Stepping from the Shadows: The Reasons Avril Coleridge-Taylor Warrants to Be Listened To

This talented musician constantly felt the pressure of her father’s reputation. Being the child of the celebrated composer Samuel Coleridge-Taylor, one of the prominent British artists of the turn of the 20th century, the composer’s name was cloaked in the deep shadows of history.

A World Premiere

Not long ago, I sat with these shadows as I got ready to make the world premiere recording of the composer’s piano concerto from 1936. With its intense musical themes, expressive melodies, and bold rhythms, Avril’s work will grant new listeners valuable perspective into how she – an artist in conflict who entered the world in 1903 – envisioned her existence as a woman of colour.

Shadows and Truth

Yet about the past. It can take a while to adapt, to recognize outlines as they actually appear, to tell reality from distortion, and I felt hesitant to face Avril’s past for a period.

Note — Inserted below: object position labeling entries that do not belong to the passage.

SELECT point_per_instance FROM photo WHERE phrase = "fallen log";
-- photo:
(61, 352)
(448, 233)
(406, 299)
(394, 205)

I deeply hoped Avril to be following in her father’s footsteps. In some ways, that held. The idyllic English tones of parental inspiration can be observed in several pieces, for example From the Hills (1934) and Sussex Landscape (1940). But you only have to review the headings of her family’s music to understand how he identified as both a standard-bearer of English Romanticism and also a voice of the African diaspora.

It was here that parent and child appeared to part ways.

American society evaluated Samuel by the mastery of his compositions rather than the colour of his skin.

Samuel’s African Roots

During his studies at the renowned institution, the composer – the child of a parent from Sierra Leone and a Caucasian parent – started to lean into his background. Once the African American poet Paul Laurence Dunbar came to London in 1897, the 21-year-old composer was keen to meet him. He composed the poet’s African Romances into music and the subsequent year incorporated his poetry for a stage piece, Dream Lovers. Subsequently arrived the choral composition that made him famous: Hiawatha’s Wedding Feast.

Based on Henry Wadsworth Longfellow’s The Song of Hiawatha, this composition was an worldwide sensation, particularly among Black Americans who felt indirect honor as the majority judged Samuel by the excellence of his music rather than the colour of his skin.

Activism and Politics

Fame did not temper his beliefs. At the turn of the century, he participated in the pioneering African conference in London where he encountered the Black American thinker WEB Du Bois and saw a range of talks, such as the oppression of African people in South Africa. He remained an advocate to his final days. He kept connections with early civil rights leaders such as the scholar and Booker T Washington, delivered his own speeches on ending discrimination, and even engaged in dialogue on issues of racism with the US President on a trip to the presidential residence in the early 1900s. In terms of his art, reminisced Du Bois, “he wrote his name so high as a musician that it will endure.” He succumbed in that year, at 37 years old. However, how would her father have thought of his daughter’s decision to work in this country in the mid-20th century?

Issues and Stance

“Child of Celebrated Artist expresses approval to S African Bias,” declared a title in the community journal Jet magazine. This policy “seems to me the right policy”, the composer stated Jet. When pushed to clarify, she backtracked: she did not support with this policy “fundamentally” and it “ought to be permitted to run its course, directed by well-meaning South Africans of diverse ethnicities”. Were the composer more aligned to her family’s principles, or from Jim Crow America, she could have hesitated about this system. Yet her life had sheltered her.

Identity and Naivety

“I possess a English document,” she stated, “and the officials did not inquire me about my ethnicity.” Therefore, with her “porcelain-white” skin (as Jet put it), she moved alongside white society, lifted by their admiration for her late father. She delivered a lecture about her family’s work at the educational institution and led the broadcasting ensemble in Johannesburg, featuring the heroic third movement of her Piano Concerto, subtitled: “Dedicated to my Father.” Although a accomplished player on her own, she avoided playing as the soloist in her work. On the contrary, she invariably directed as the conductor; and so the segregated ensemble performed under her direction.

The composer aspired, according to her, she “may foster a change”. Yet in the mid-1950s, things fell apart. Once officials learned of her Black ancestry, she could no longer stay the nation. Her citizenship didn’t protect her, the diplomatic official advised her to leave or face arrest. She went back to the UK, embarrassed as the magnitude of her naivety dawned. “The lesson was a painful one,” she stated. Compounding her embarrassment was the 1955 publication of her unfortunate magazine feature, a year after her sudden departure from the country.

A Common Narrative

As I sat with these shadows, I sensed a known narrative. The story of identifying as British until you’re not – one that calls to mind African-descended soldiers who fought on behalf of the English throughout the World War II and made it through but were denied their due compensation. And the Windrush generation,

Ashley Wood
Ashley Wood

Elara is a lifestyle writer passionate about sustainable living and mindfulness, sharing insights to inspire positive daily changes.